Das schon von Flavius Josephus erwähnte Tor ist für historisch interessierte Christen wichtig. Denn es verweist auf die Essener, eine geschichtlich nicht gesicherte jüdische Sekte, in deren Viertel das letzte Abendmahl stattgefunden haben soll.

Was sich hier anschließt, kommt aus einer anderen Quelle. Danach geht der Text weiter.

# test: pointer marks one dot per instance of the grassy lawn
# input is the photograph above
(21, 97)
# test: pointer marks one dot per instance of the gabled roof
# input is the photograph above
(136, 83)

Das Grabungsgelände auf dem Zionsberg in Jerusalem
ORF – Lukas Wieselberg
Das Grabungsgelände

Insgesamt fand das DEI am Zionsberg die Überreste von drei größeren Siedlungsphasen. Die älteste stammt aus der Eisenzeit und passt in die Epoche zwischen dem König Hiskija und der ersten Zerstörung Jerusalems im Jahre 587 v. Chr., die mittlere stammt aus der Zeit, als Herodes den zweiten Tempel erbauen ließ. Und auch eine byzantinische Besiedlung (4.–7. Jh. n. Chr.) konnten die Forscher und Forscherinnen freilegen. Zählt man noch die Gefechtsstellungen aus dem Sechs-Tage-Krieg 1967 dazu, die auf dem Grabungsgelände liegen, ergibt das fast 3.000 Jahre Geschichte, die hier auf einem nur einige hundert Quadratmeter kleinen Grabungsgelände liegen.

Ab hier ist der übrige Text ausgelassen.